Ultra-High-Definition Dynamic Multi-Exposure Image Fusion via Infinite Pixel Learning
Xingchi Chen, Zhuoran Zheng, Xuerui Li, Yuying Chen, Shu Wang, Wenqi Ren
TL;DR
This work tackles UHD dynamic multi-exposure image fusion on resource-constrained hardware by introducing Infinite Pixel Learning (IPL), a chunk-cache-quantization pipeline inspired by long-sequence processing in LLMs. IPL leverages a Slice Cyclic Scanner for dimensional attention, an Attention Cache to avoid redundant computation, and Quantization Compression to manage memory, complemented by a Dimensional Rolling Transformation Module to preserve global context. The authors present the 4K-DMEF UHD benchmark and demonstrate that IPL achieves full-resolution UHD fusion on a single GPU at real-time speeds with substantial gains in PSNR, SSIM, and perceptual quality over state-of-the-art methods.

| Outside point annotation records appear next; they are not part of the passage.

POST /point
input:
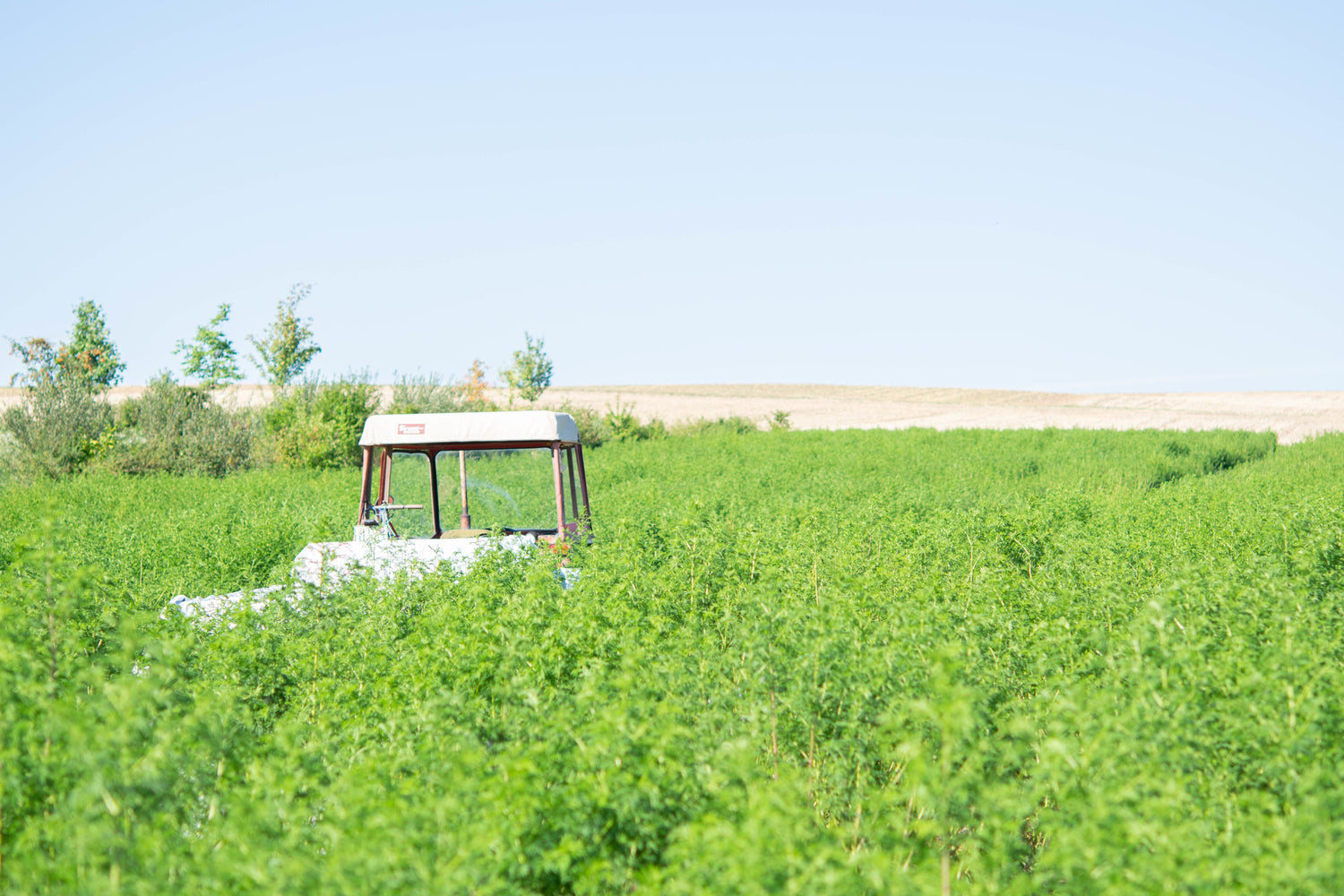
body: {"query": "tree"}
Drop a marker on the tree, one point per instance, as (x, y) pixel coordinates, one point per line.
(531, 371)
(210, 357)
(287, 347)
(90, 358)
(90, 354)
(39, 358)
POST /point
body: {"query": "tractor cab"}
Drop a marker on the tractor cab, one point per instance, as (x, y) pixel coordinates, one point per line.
(464, 476)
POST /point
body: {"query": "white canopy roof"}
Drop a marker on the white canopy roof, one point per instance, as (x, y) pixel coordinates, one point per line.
(470, 429)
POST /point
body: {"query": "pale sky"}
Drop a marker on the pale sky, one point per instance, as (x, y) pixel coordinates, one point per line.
(1128, 196)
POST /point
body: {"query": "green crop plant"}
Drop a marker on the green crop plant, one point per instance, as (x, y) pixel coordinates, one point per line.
(796, 662)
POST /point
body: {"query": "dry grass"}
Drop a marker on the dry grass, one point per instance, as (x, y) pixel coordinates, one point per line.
(1290, 416)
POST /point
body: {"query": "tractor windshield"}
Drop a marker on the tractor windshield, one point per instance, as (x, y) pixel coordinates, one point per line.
(505, 489)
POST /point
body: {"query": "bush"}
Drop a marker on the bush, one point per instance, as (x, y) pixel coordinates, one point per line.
(317, 425)
(429, 394)
(730, 425)
(59, 426)
(621, 425)
(177, 429)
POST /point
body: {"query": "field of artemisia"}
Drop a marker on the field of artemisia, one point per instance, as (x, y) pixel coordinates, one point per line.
(796, 662)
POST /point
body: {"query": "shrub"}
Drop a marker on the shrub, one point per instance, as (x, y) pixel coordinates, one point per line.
(210, 355)
(317, 425)
(429, 394)
(531, 371)
(59, 426)
(177, 429)
(288, 346)
(624, 426)
(730, 425)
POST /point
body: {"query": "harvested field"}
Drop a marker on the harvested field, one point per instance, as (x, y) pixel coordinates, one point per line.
(1290, 416)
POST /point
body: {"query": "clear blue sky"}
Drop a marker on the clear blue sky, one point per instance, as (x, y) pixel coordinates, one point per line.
(1139, 196)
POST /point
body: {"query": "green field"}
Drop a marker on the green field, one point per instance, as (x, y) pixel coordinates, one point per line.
(796, 662)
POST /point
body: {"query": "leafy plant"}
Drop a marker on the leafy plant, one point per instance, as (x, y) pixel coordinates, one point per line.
(89, 358)
(317, 424)
(177, 429)
(210, 355)
(288, 346)
(792, 665)
(530, 374)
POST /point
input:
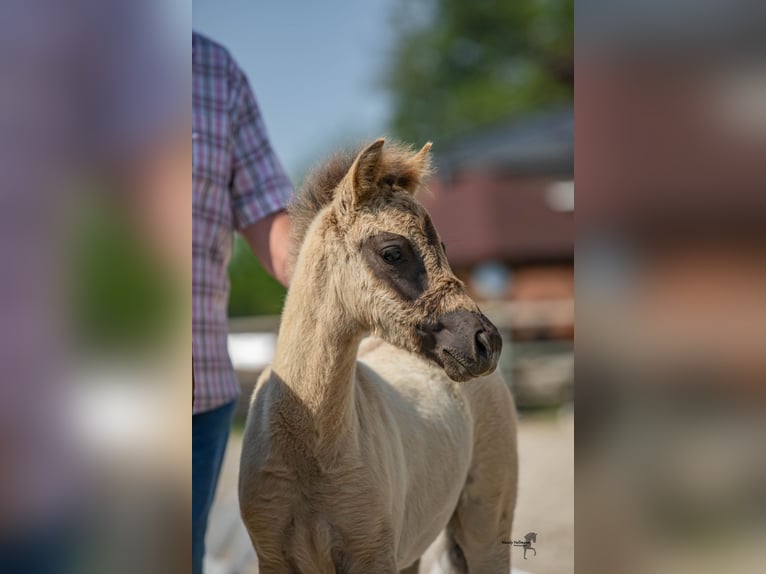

This approach provides a practical path to high-quality UHD MEF on commodity hardware and offers a robust benchmark to accelerate future UHD dynamic fusion research.
Abstract
With the continuous improvement of device imaging resolution, the popularity of Ultra-High-Definition (UHD) images is increasing. Unfortunately, existing methods for fusing multi-exposure images in dynamic scenes are designed for low-resolution images, which makes them inefficient for generating high-quality UHD images on a resource-constrained device. To alleviate the limitations of extremely long-sequence inputs, inspired by the Large Language Model (LLM) for processing infinitely long texts, we propose a novel learning paradigm to achieve UHD multi-exposure dynamic scene image fusion on a single consumer-grade GPU, named Infinite Pixel Learning (IPL). The design of our approach comes from three key components: The first step is to slice the input sequences to relieve the pressure generated by the model processing the data stream; Second, we develop an attention cache technique, which is similar to KV cache for infinite data stream processing; Finally, we design a method for attention cache compression to alleviate the storage burden of the cache on the device. In addition, we provide a new UHD benchmark to evaluate the effectiveness of our method. Extensive experimental results show that our method maintains high-quality visual performance while fusing UHD dynamic multi-exposure images in real-time (>40fps) on a single consumer-grade GPU.